Dennis Voeten

PhD candidate in Palaeontology

At the age of 31 I gave up my archaeology job, left friends and family, and sold my sports car to pursue a substantially lesser-paid PhD position in zoology in the Czech Republic. After a couple of weeks there it was suggested that I return to the Netherlands, as the project was cancelled. Then, while reading through documents of the original project, I found Paul Tafforeau’s work at the ESRF and I was fascinated. I contacted him and he offered to discuss a possible collaboration. So off I set in an uncertain trip to the ESRF. An hour after meeting him, Paul had given me his car keys and 48h to find some ‘decent’ fossils. I left with an ESRF post-doctoral researcher and my PhD colleague, and we went to the Netherlands, where I had some contacts in museums, and came back with several reptile skulls dating from the time of the dinosaurs. I don’t know what lucky star shone on me, but Paul took me under his wing and here I am 3 years later about to defend my thesis on the fossil bird Archaeopteryx. I still can’t believe that I’m allowed to work with the most powerful radiation source in the world and with priceless fossils to match.
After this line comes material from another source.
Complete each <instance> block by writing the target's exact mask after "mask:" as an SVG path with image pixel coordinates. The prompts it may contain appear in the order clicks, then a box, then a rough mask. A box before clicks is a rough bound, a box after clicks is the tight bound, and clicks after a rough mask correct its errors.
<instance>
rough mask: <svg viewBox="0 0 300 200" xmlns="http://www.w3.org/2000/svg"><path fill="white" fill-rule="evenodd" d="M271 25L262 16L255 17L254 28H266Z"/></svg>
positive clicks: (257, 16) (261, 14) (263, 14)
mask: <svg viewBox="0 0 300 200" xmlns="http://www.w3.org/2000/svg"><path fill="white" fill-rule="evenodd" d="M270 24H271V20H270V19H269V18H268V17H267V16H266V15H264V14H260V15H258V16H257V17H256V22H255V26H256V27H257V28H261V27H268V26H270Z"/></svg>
Sometimes it can be very intimidating, but I feel very privileged because Paul and his team have helped me a lot with everything, including data processing. I am not a technical person, so I don’t see myself contributing to developing new methods at the ESRF in the long run. I’d like to work in a museum, partly teaching and partly doing research, and to have children. In any case, with my background in geology and archaeology I never imagined I’d work at such a hi-tech facility as the ESRF, so who knows what can happen in the future?”